Ah ! n’en fais rien ; crois-moi, ma chère amie,
Du mariage aurais-tu tant d’envie ?
Tu peux trouver beaucoup mieux… que sait-on ?
Aimerais-tu ce méchant ?
ACANTHE.
Mon Dieu, non.
Mais, vois-tu bien, je ne suis plus soufferte
Dans le logis de la marâtre Berthe ;
Je suis chassée ; il me faut un abri ;
Et par besoin je dois prendre un mari.
C’est en pleurant que je cause ta peine.
D’un grand projet j’ai la cervelle pleine ;
Mais je ne sais comment m’y prendre, hélas !

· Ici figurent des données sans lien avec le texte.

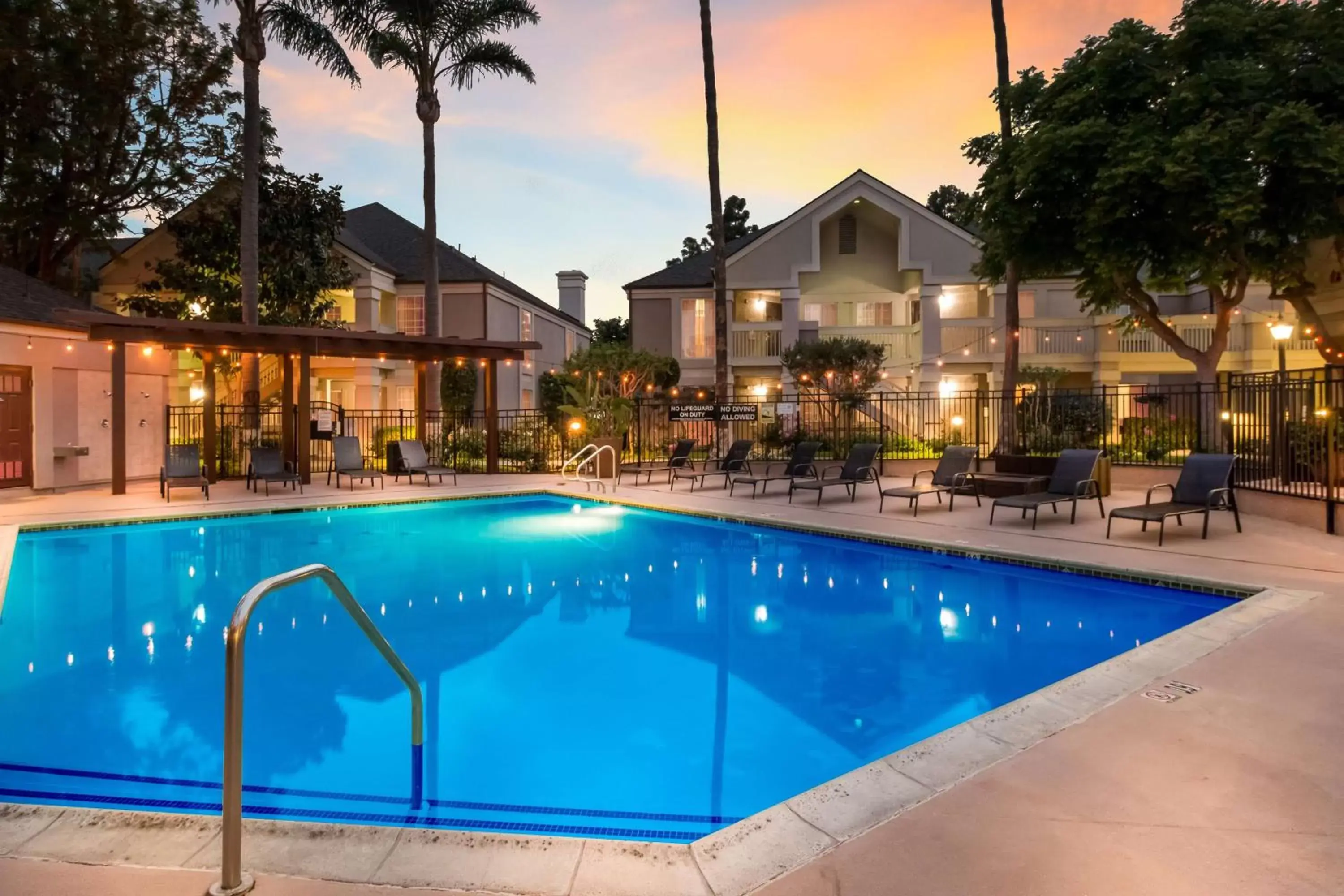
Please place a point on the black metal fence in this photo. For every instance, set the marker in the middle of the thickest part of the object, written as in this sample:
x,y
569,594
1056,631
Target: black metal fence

Que devenir ?... Dis-moi, ne sais-tu pas
Si monseigneur doit venir dans ses terres ?
COLETTE.
Nous l’attendons.
ACANTHE.
Bientôt ?
COLETTE.
Je ne sais guères
Dans mon taudis les nouvelles de cour :
Mais s’il revient, ce doit être un grand jour.

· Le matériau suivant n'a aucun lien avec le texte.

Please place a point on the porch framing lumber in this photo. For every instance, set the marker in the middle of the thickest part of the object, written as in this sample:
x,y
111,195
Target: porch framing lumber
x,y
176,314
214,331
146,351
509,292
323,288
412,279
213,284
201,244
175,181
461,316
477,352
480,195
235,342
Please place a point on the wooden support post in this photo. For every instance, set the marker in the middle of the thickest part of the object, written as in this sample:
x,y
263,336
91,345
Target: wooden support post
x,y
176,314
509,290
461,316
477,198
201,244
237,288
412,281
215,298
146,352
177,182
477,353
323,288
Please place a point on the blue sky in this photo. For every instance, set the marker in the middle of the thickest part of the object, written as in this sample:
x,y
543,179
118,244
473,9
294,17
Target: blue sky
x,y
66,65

Il met, dit-on, la paix dans les familles,
Il rend justice, il a grand soin des filles.
ACANTHE.
Ah ! s’il pouvait me protéger ici !
COLETTE.
Je prétends bien qu’il me protège aussi.
ACANTHE.
On dit qu’à Metz il a fait des merveilles
Qui dans l’armée ont très peu de pareilles ;
Que Charles-Quint a loué sa valeur.
COLETTE.
Qu’est-ce que Charles-Quint ?
ACANTHE.
Un empereur
Qui nous a fait bien du mal.
COLETTE.
Et qu’importe ?
Ne m’en faites pas, vous, et que je sorte
A mon honneur du cas triste où je suis.
ACANTHE.
Comme le tien mon cœur est plein d’ennuis.
Non loin d’ici quelquefois ou me mène
Dans un château de la jeune Dormène (1)…
COLETTE.
Près de nos bois ? … Ah ! le plaisant château !
De Mathurin le logis est plus beau ;
Et Mathurin est bien plus riche qu’elle.
ACANTHE.
Oui, je le sais ; mais cette demoiselle
Est autre chose ; elle est de qualité ;
On la respecte avec sa pauvreté.
Elle a chez elle une vieille personne
Qu’on nomme Laure et dont l’âme est si bonne :
Laure est aussi d’une grande maison.
COLETTE.
Qu’importe encore ?
ACANTHE.
Les gens d’un certain nom,
J’ai remarqué cela, chère Colette,
En savent plus, ont l’âme autrement faite,
Ont de l’esprit, des sentiments plus grands,
Meilleurs que nous.
COLETTE.
Oui, dès leurs premiers ans
Avec grand soin leur âme est façonnée ;
La nôtre, hélas ! languit abandonnée.
Comme on apprend à chanter, à danser,
Les gens du monde apprennent à penser.
ACANTHE.
Cette Dormène et cette vieille dame
Semblent donner quelque chose à mon âme ;
Je crois en valoir mieux quand je les voi ;
J’ai de l’orgueil, et je ne sais pourquoi…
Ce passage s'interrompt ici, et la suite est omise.